MANUEL HENRIQUE FARIAS RAMOS De um lado, preocupa-me a questão da centralização, porque acredito que uma sociedade democrática tem de ser municipalizada. De outro, incomoda-me mais ainda ser essa uma saída para a arrecadação. E me parece que esse texto visa à especulação do uso do solo e ao crescimento anárquico das cidades. É preciso haver regras o núcleo urbano não pode crescer desordenadamente. A primeira cidade a fazer um plano diretor foi Estocolmo, em 1640. Desde então, a capital sueca teve um crescimento racional, planejado, e é bem-sucedida do ponto de vista urbano. Temos de abordar também o aspecto sociológico da questão. Hoje, os centros e as praças estão vazios, a interação é diferente, portanto, a construção de áreas de lazer e a ocupação do solo têm de ser rediscutidos. Uma lei sobre a cidade tem de ser debatida com a sociedade que a habita.
ALESSANDRO ALTAMIRANO Muitos dos problemas
discutidos aqui, lamentavelmente, vêm sendo debatidos na Argentina há muitos anos.
Naquele país há apenas 1.930 municípios com autonomia. O sistema constitucional
argentino difere do brasileiro, uma vez que só os municípios podem aplicar taxas
municipais. Há cerca de dois anos, o conflito nessa matéria chegou a um ponto tal que
todos os municípios passaram a cobrar, da forma que podiam, os tributos que conseguiam
camuflar debaixo do conceito muito etéreo de tributo municipal. Nos municípios
argentinos, os contribuintes não têm direitos, só obrigações. Há pouco se
constituíram quatro novos municípios, cujo primeiro ato de governo foi fixar o salário
do prefeito e dos vereadores. O salário médio dos prefeitos é de US$ 7 mil.
Além dos inúmeros problemas que há em todas as cidades argentinas, a Corte Suprema de
Justiça considerou que não é confiscatório o aumento em 20 vezes do tributo municipal
para aqueles que mantêm um terreno vazio.
AMÉRICO LACOMBE Agradeço a contribuição de
todos. Discordo apenas em um ponto da apresentação do professor Edvaldo Brito as
taxas nunca podem ser progressivas, por uma razão muito simples: a sua base de cálculo
não diz respeito a um atributo do sujeito passivo, e sim a uma atividade do sujeito
ativo. Logicamente, na estrutura da norma, a base de cálculo da taxa mede a atividade do
sujeito ativo.

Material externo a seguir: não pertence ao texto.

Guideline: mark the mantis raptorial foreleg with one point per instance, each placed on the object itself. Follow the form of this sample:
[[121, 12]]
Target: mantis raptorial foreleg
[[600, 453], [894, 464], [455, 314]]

Por isso a Constituição diz que as taxas não podem ter base própria de
cálculo de impostos.
Concordo plenamente com a necessidade de planejamento para São Paulo. Toda cidade deve
ter um plano diretor, de competência estritamente municipal, sem nenhuma interferência
federal.
IVES GANDRA Uma única lei não pode servir tanto para municípios de 740 habitantes onde a maior parte dos terrenos nunca será construída , como para uma megalópole de 10 milhões de habitantes onde a maior parte dos terrenos está construída. Como será possível aplicar uma lei, para depois criar um plano diretor, e em cinco anos obrigar os 740 habitantes a construir? Por outro lado, em São Paulo os terrenos são fundamentais, porque sem eles teríamos um trânsito muito pior do que aquele que já existe. Acredito que o Estatuto da Cidade é inviável por ser uma lei de um modelo único.